Health Education Specialists
Health education specialists turn public health goals into classes, campaigns, handouts, and training that people can actually use. The job is distinct because it mixes teaching, community organizing, and program evaluation, so you have to persuade people while also proving the program worked. The tradeoff is clear: the work is meaningful and varied, but success depends on cooperation from other organizations and the pay is only moderate.
What This Role Looks Like in Practice
Health Education Specialists sits in the Healthcare category. In practical terms, this role combines day-to-day execution, cross-team coordination, and consistent decision-making under real business constraints.
U.S. employment is currently about ~65K workers, with a median annual pay of $63,000 and roughly 7.9K openings each year.

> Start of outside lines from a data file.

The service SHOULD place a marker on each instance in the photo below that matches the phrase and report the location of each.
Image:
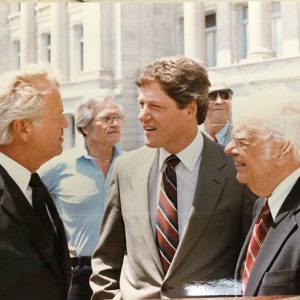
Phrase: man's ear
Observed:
(284, 154)
(21, 129)
(85, 130)
(192, 108)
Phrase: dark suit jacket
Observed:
(127, 258)
(28, 270)
(277, 267)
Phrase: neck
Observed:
(103, 154)
(213, 129)
(21, 156)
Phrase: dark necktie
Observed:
(166, 218)
(259, 233)
(39, 195)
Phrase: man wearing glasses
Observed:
(79, 180)
(216, 125)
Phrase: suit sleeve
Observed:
(108, 257)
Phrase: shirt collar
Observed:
(83, 151)
(281, 192)
(187, 156)
(221, 133)
(17, 172)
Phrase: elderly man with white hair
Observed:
(266, 149)
(216, 125)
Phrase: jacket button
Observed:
(166, 289)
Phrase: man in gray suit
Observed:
(217, 122)
(266, 150)
(189, 246)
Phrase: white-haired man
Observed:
(266, 149)
(79, 180)
(34, 258)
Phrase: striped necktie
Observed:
(214, 138)
(166, 218)
(259, 233)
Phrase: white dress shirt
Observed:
(19, 174)
(187, 177)
(281, 191)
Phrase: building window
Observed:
(244, 32)
(46, 47)
(180, 36)
(79, 48)
(210, 36)
(16, 55)
(276, 28)
(15, 7)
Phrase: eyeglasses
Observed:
(110, 119)
(224, 94)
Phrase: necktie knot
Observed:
(172, 161)
(35, 180)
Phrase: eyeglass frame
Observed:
(242, 142)
(218, 93)
(109, 119)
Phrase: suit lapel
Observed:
(208, 190)
(284, 223)
(63, 256)
(16, 204)
(141, 192)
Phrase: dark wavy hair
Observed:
(182, 79)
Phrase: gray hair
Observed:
(85, 110)
(22, 96)
(272, 114)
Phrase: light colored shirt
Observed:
(187, 177)
(19, 174)
(280, 193)
(220, 135)
(79, 189)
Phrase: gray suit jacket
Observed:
(277, 267)
(126, 263)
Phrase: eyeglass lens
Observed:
(224, 95)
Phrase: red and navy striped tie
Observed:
(166, 218)
(259, 233)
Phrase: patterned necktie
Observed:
(39, 193)
(214, 138)
(259, 233)
(166, 218)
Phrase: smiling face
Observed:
(47, 136)
(165, 125)
(219, 111)
(256, 160)
(104, 130)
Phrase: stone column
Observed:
(4, 37)
(260, 30)
(27, 34)
(194, 30)
(59, 37)
(92, 39)
(224, 33)
(290, 16)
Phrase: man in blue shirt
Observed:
(79, 180)
(216, 125)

Based on BLS projections, total employment is expected to grow from 71.8 K in 2024 to 75K in 2034.
Most hiring paths start with Associate's degree in health education, public health, or human services, and employers typically expect none of related experience. Many careers in this track begin around Health Education Assistant and can progress toward Public Health Program Manager. High-value skills usually include Program Evaluation, Needs Assessment & Survey Design, Curriculum Development, Workshop Facilitation & Training Design, and Health Communication Campaigns (Canva, Mailchimp & WordPress), paired with soft skills such as Active listening, Speaking, and Writing.
Core Responsibilities
- Check whether health classes, outreach events, and campaigns are reaching the people they were meant to help and what needs to change.

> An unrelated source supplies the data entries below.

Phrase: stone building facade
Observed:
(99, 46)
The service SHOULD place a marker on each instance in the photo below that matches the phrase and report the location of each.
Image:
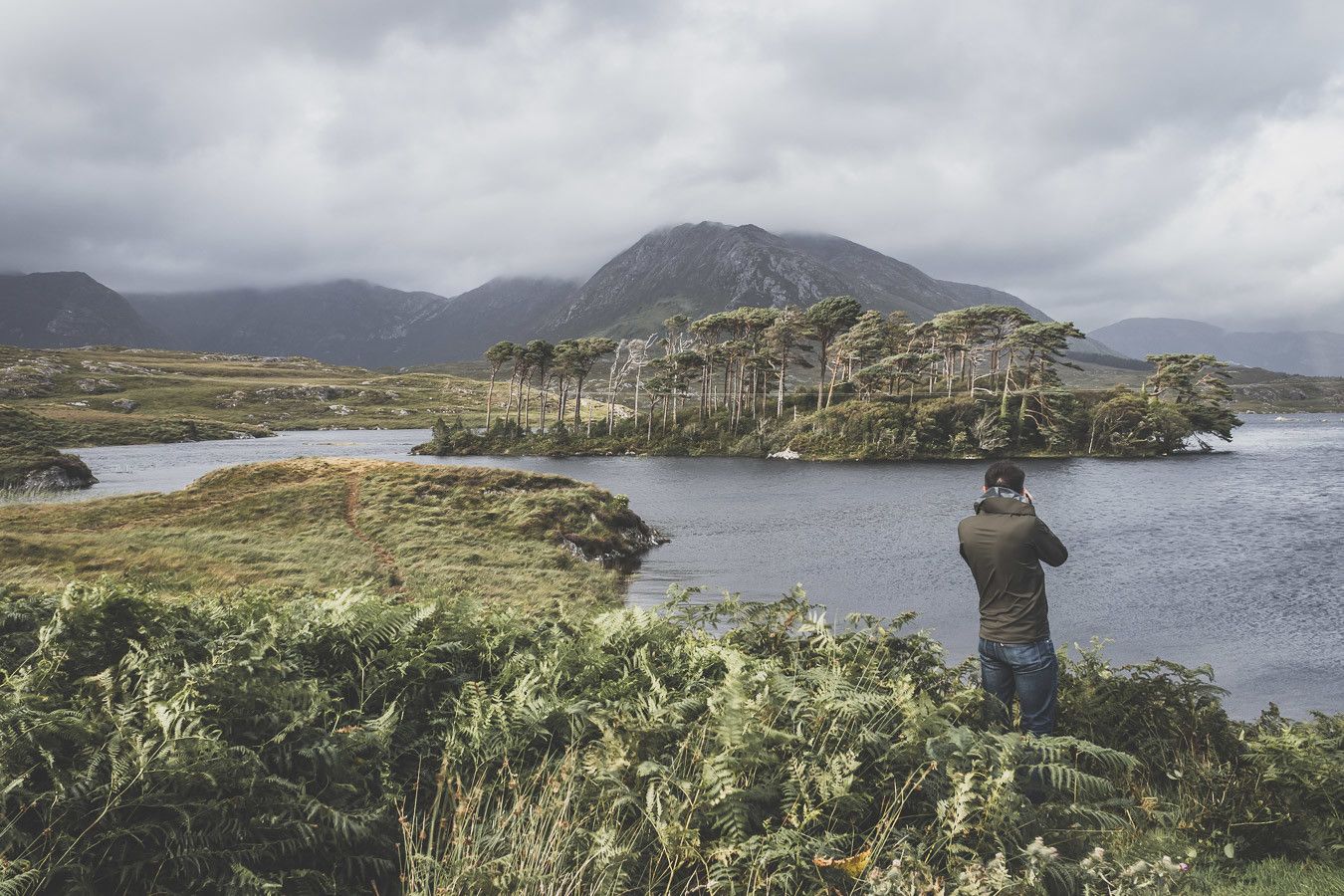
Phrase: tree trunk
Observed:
(821, 380)
(490, 399)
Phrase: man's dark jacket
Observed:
(1005, 545)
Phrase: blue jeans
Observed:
(1028, 670)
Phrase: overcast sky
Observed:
(1101, 160)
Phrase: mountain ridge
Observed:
(1305, 352)
(64, 310)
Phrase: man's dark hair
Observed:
(1007, 474)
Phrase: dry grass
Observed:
(316, 524)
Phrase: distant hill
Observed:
(64, 310)
(705, 268)
(699, 269)
(1313, 353)
(692, 269)
(352, 322)
(513, 308)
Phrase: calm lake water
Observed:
(1232, 559)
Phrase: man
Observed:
(1005, 545)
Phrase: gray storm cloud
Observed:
(1101, 160)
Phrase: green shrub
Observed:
(349, 742)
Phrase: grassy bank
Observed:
(1102, 423)
(315, 524)
(348, 742)
(115, 396)
(29, 462)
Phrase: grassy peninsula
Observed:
(371, 677)
(310, 526)
(356, 743)
(976, 381)
(105, 395)
(118, 395)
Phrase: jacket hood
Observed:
(999, 500)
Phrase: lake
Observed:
(1232, 559)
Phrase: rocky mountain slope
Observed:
(64, 310)
(692, 269)
(705, 268)
(1313, 353)
(351, 322)
(346, 322)
(698, 269)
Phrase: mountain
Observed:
(692, 269)
(352, 322)
(1314, 353)
(64, 310)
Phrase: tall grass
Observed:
(352, 743)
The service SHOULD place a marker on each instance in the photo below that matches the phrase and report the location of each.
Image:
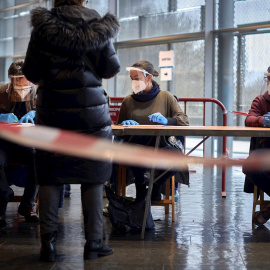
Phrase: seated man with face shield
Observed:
(148, 105)
(259, 116)
(17, 104)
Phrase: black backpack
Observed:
(127, 215)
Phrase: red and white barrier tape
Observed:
(86, 146)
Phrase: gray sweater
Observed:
(164, 103)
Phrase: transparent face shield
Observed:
(135, 81)
(20, 89)
(265, 86)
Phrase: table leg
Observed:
(149, 192)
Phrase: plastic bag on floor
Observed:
(127, 215)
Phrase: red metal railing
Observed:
(115, 104)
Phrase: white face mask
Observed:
(22, 91)
(138, 86)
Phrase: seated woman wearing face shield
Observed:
(148, 105)
(17, 104)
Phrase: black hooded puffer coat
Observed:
(70, 93)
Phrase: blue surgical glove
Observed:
(129, 122)
(159, 118)
(28, 117)
(9, 118)
(266, 120)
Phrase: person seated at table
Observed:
(148, 105)
(17, 105)
(259, 116)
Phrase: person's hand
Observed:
(9, 118)
(129, 122)
(159, 118)
(28, 117)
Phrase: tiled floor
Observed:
(210, 232)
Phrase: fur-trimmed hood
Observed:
(75, 29)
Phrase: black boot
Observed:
(95, 248)
(156, 194)
(48, 249)
(140, 190)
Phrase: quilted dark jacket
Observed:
(70, 93)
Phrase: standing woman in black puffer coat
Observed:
(69, 53)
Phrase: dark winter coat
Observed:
(260, 106)
(70, 93)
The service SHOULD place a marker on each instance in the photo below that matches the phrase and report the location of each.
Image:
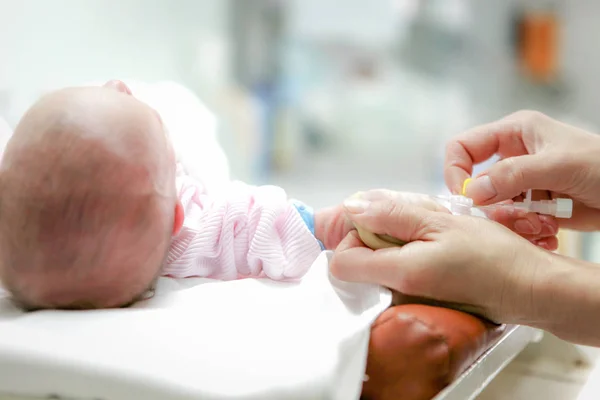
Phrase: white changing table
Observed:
(472, 382)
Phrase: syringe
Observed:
(559, 208)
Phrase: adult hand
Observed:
(474, 262)
(536, 152)
(464, 260)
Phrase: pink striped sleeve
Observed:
(247, 231)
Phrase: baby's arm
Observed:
(245, 231)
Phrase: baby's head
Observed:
(87, 200)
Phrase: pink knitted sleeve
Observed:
(247, 231)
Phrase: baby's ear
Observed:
(178, 220)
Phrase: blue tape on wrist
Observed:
(308, 216)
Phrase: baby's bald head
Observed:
(87, 201)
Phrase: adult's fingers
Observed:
(512, 176)
(391, 267)
(405, 222)
(408, 198)
(479, 144)
(529, 225)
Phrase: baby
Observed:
(95, 207)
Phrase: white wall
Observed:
(53, 43)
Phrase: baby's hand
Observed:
(332, 225)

- Work with clinics, schools, nonprofits, and local agencies to coordinate health outreach and share resources.
- Create handouts, web pages, and reference materials that staff and community members can use for health information.
- Share program news with the public through press releases, media outreach, and presentations.

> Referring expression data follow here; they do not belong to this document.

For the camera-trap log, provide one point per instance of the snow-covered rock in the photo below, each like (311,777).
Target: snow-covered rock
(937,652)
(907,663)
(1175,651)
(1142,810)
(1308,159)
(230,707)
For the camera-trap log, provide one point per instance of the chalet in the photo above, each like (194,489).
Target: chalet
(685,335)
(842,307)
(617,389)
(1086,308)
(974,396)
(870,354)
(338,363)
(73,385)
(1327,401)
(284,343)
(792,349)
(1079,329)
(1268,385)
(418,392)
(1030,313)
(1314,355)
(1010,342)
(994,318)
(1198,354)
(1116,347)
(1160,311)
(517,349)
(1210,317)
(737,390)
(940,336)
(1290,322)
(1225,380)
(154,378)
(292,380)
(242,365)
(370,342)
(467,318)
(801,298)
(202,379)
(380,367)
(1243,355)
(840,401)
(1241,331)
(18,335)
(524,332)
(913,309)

Keep exploring: more Healthcare careers or browse all job titles.
A Day in the Life
Industries That Hire
Pros and Cons
Career Progression
Education Paths
Key Skills
Job Outlook and Trends
Employment is projected to rise from 71.8K to 75 K over the next decade, representing 4.5% growth. Around 7.9 K openings per year include both newly created roles and replacement hiring from turnover.
Remote availability is currently Moderate. Demand remains strongest where employers need practical domain knowledge plus modern workflow and data skills.